Back to Tales of the Wolfhounds

Redleg I: Jim Anderson’s Border War

Lieutenant Jim Anderson at Patrol Base Kotrc on the Cambodian border

by Howard Landon McAllister

In the Vietnam war, the danger and discomforts of the infantryman’s war was shared by artillerymen and others. Under the traditional and antique name of firing parties, some artillerymen accompanied infantry companies in combat. While they were without a doubt combatants, within the strictures of the arcane twists and turns of military regulations, the artillerymen were not awarded the prized Combat Infantryman’s Badge. And their own branch had no badge that was equivalent.

An artillery lieutenant, who was almost always called “Killer”—in reference to the artillery’s destructive prowess on the battlefield, was the constant companion of infantry company commanders. In Company B of the Second Wolfhounds during the last months of 1969 and early 1970, Lieutenant James F. Anderson was the Forward Observer, or FO in Army jargon. In the Vietnam war, whenever infantry commanders were killed or incapacitated, more than one FO found himself running a rifle company for a while.

Anderson had the luck of being teamed with Captain Frank Smith, a seasoned, no-nonsense infantryman who had decided long before that he would not risk the lives of his men with rashness or ill-considered action. Smith believed in firepower, and Anderson was trained to use it to maximum effectiveness. Together they had probably the most effective commander-forward observer relationship in the Wolfhounds at that time. Their version of a technique called reconnaissance by fire set a standard within the battalion that remained an example long after both of them had departed.

At first, Anderson found the daily routine dull and looked for opportunities for excitement by accompanying individual platoons on various field operations. The ever calm, reasoning Smith taught him to look at a bigger picture, and the two of them built a professional relationship that was also tempered by mutual respect. When the company was moved to a border outpost astride the An Ninh corridor, it was a test of the relationship.

The corridor was a major route for North Vietnamese infiltrators into South Vietnam, from an area the Americans called the Angel’s Wing, based on the shape the border took at that point. The outpost was located at a village of several hundred people that the Americans called Phuoc Luu. On the maps, it was identified as Ap Binh Hoa. A boundary line between two provinces ran through the area, and infiltration routes were often chosen near these boundaries in thinly-populated areas.

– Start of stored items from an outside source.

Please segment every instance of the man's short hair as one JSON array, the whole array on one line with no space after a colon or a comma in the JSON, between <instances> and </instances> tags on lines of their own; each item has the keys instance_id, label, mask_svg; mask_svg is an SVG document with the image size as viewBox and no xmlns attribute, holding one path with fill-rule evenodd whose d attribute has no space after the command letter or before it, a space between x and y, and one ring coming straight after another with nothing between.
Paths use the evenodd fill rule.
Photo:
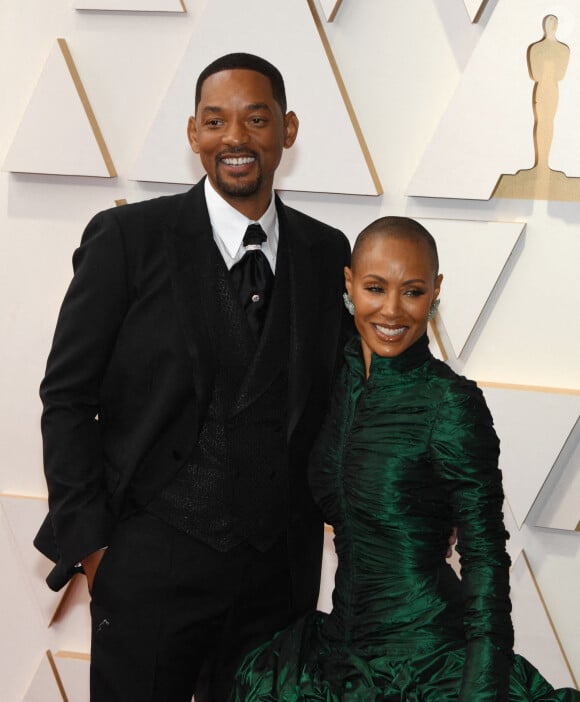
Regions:
<instances>
[{"instance_id":1,"label":"man's short hair","mask_svg":"<svg viewBox=\"0 0 580 702\"><path fill-rule=\"evenodd\" d=\"M212 61L209 66L206 66L203 71L199 74L197 83L195 84L195 109L197 111L197 106L201 99L201 89L207 78L212 76L214 73L220 73L221 71L231 71L236 68L242 68L248 71L256 71L256 73L261 73L270 80L272 86L272 95L274 100L280 105L282 114L286 114L286 89L284 87L284 79L282 74L266 59L260 56L254 56L254 54L226 54L225 56L220 56L220 58Z\"/></svg>"}]
</instances>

A fortified bunker at the Phuoc Luu outpost on the Cambodian border, 1969

The little outpost was a tempting target for enemy attacks, but the ability to bring in accurate and deadly artillery and air strikes while using protective features of fortified positions, barbed wire, and claymore mines prevented any real attacks while the Wolfhounds were there.

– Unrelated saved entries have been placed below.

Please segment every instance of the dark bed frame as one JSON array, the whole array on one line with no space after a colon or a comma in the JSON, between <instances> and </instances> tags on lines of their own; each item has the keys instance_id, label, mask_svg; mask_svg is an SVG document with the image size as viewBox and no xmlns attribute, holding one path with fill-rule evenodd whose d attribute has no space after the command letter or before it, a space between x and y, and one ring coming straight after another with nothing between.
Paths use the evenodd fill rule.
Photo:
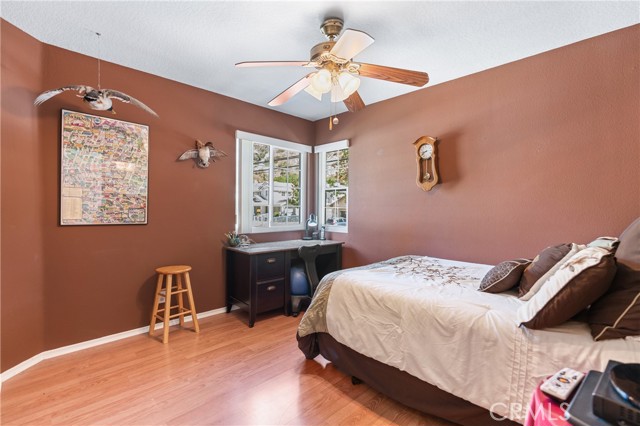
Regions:
<instances>
[{"instance_id":1,"label":"dark bed frame","mask_svg":"<svg viewBox=\"0 0 640 426\"><path fill-rule=\"evenodd\" d=\"M327 333L298 337L298 347L308 359L318 354L339 370L404 405L464 426L517 426L509 419L495 420L489 411L423 382L405 371L364 356ZM472 384L470 384L472 385ZM499 419L500 416L494 416Z\"/></svg>"}]
</instances>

Long after the war, Anderson would write a detailed and sometimes pungent memoir that would include many of the things he recalled about the life of the villagers, the war and the life of American soldiers in that environment and other places in which the unit operated. His descriptions of Phuoc Luu village and its people remain bright and perceptive today. It is a rare glimpse into the social fabric of a country in war.

Wolfhounds wade in canals in the watery environment of the outpost at Phuoc Luu. The long radio antenna was necessary for air and artillery support, and it often drew enemy fire.

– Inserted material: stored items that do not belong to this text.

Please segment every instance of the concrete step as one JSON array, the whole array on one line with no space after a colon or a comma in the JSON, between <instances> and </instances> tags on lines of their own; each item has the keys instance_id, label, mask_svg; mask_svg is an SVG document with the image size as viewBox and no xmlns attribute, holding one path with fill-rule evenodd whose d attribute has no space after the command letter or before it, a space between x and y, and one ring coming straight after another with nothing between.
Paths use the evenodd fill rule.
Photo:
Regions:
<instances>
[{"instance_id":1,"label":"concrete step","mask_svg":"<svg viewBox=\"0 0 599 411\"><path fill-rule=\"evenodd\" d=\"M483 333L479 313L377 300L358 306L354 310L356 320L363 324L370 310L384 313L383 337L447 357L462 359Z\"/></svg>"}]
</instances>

Anderson and Smith returned home at the end of their Vietnam tours. Both live in retirement in Georgia today.

Lieutenant Anderson would become a teacher and coach in civilian life, but he missed soldiering. He thinks his Cherokee ancestry may have contributed to his love of adventure. In 1973, he joined the Tennessee Army National Guard and was assigned to an artlllery brigade in Chattanooga. Over a 21-year career, he held nearly every commissioned officer leadership position in the unit. When Americans took part in Desert Storm in 1991, he was a lieutenant colonel and executive officer of the brigade. He helped train a heavy artillery brigade with two 8-inch M110 battalions and one 155mm, M109 battalion.

“The big-tracked beasts that belched 200-pound projectiles and consumed diesel at the rate of 1.6 gallons to the mile were beautiful things," he said. “The smell of cordite and diesel fumes lingers still in my mind.”

In recent years, he spent time engaged in missionary work in Central America, part of it at sea in coastal areas, so the love of adventure lives on in him. But his wanderlust seems to be behind him at last. Redleg!